I want KWAG to be a place where people not only feel comfortable asking questions but understand that learning only comes by acknowledging what we don’t know. There is joy in the spirit of curiosity. This applies both to those who visit us and our staff, board, and communities. Museums produce knowledge and meaning through experiences and in dialogue with their communities. As the world reorders itself, post-pandemic, art and art museums offer a platform from which we can explore the changing landscape of culture.

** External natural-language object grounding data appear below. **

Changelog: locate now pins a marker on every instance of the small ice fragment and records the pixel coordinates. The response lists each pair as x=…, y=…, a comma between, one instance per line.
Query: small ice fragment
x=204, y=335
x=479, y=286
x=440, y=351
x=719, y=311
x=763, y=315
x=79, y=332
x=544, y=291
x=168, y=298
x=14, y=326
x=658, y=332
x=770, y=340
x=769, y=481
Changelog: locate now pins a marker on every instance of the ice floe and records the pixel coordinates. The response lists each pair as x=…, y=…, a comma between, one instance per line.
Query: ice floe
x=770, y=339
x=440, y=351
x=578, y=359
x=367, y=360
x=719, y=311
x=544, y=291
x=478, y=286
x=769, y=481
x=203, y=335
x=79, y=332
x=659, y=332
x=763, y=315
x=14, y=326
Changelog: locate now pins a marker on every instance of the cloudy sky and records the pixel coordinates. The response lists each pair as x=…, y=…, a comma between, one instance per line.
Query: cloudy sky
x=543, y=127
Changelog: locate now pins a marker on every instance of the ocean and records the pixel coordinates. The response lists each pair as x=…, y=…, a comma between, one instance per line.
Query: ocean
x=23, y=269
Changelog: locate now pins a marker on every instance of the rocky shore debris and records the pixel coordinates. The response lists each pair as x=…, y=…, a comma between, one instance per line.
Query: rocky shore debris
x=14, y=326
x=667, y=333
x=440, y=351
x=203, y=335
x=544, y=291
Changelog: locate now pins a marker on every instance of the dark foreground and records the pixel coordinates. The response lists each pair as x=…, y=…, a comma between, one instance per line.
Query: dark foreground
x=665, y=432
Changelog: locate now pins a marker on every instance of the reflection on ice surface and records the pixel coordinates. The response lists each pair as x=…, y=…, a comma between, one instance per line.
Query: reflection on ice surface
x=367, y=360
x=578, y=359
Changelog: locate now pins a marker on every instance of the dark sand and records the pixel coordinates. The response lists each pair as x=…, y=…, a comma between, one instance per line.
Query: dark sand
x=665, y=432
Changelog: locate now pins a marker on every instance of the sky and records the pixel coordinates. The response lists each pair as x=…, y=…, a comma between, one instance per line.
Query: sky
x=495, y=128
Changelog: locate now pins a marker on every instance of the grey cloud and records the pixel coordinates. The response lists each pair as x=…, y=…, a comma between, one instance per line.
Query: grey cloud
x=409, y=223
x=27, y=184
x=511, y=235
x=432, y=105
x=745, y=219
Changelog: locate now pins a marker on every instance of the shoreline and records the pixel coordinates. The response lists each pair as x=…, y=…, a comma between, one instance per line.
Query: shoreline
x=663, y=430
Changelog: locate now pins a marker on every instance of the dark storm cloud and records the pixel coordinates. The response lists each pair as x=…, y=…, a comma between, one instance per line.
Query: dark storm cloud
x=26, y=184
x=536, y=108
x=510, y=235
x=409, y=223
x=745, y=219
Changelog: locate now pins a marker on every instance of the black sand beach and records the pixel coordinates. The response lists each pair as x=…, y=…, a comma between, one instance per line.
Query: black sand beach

The fall is a special time for art museums. Like a first day of school, this is the time when we launch a new year, so to speak. This year, the fall has a special resonance as we re-emerge. I am excited and optimistic about our future. When I saw visitors roaming around the gallery spaces during the summer, I confess to wanting to reach out and hug them.
This fall we are opening two exhibitions: Annie MacDonell: The Beyond Within and Yoshiki Nishimura: Shapes of Facts. We will be offering a slate of new programs and events for children, families and adults over the next few months that can be experienced both on-line and in-person. The power of art to bring connection, comfort, joy, and inspiration has never been more important.
I remain deeply grateful to our staff for their patience in reopening to the public. To our Board, sponsors and membership that support us, we would not have made it this far without you.
We stand profoundly changed by the events of the past, yet our relevance and renewed commitment to social bonds is unwavering. We continue to welcome the presence of all artists and our communities who are helping us create an inclusive, accessible and equitable institution.
A warm welcome back to all our members and visitors. See you soon at KWAG.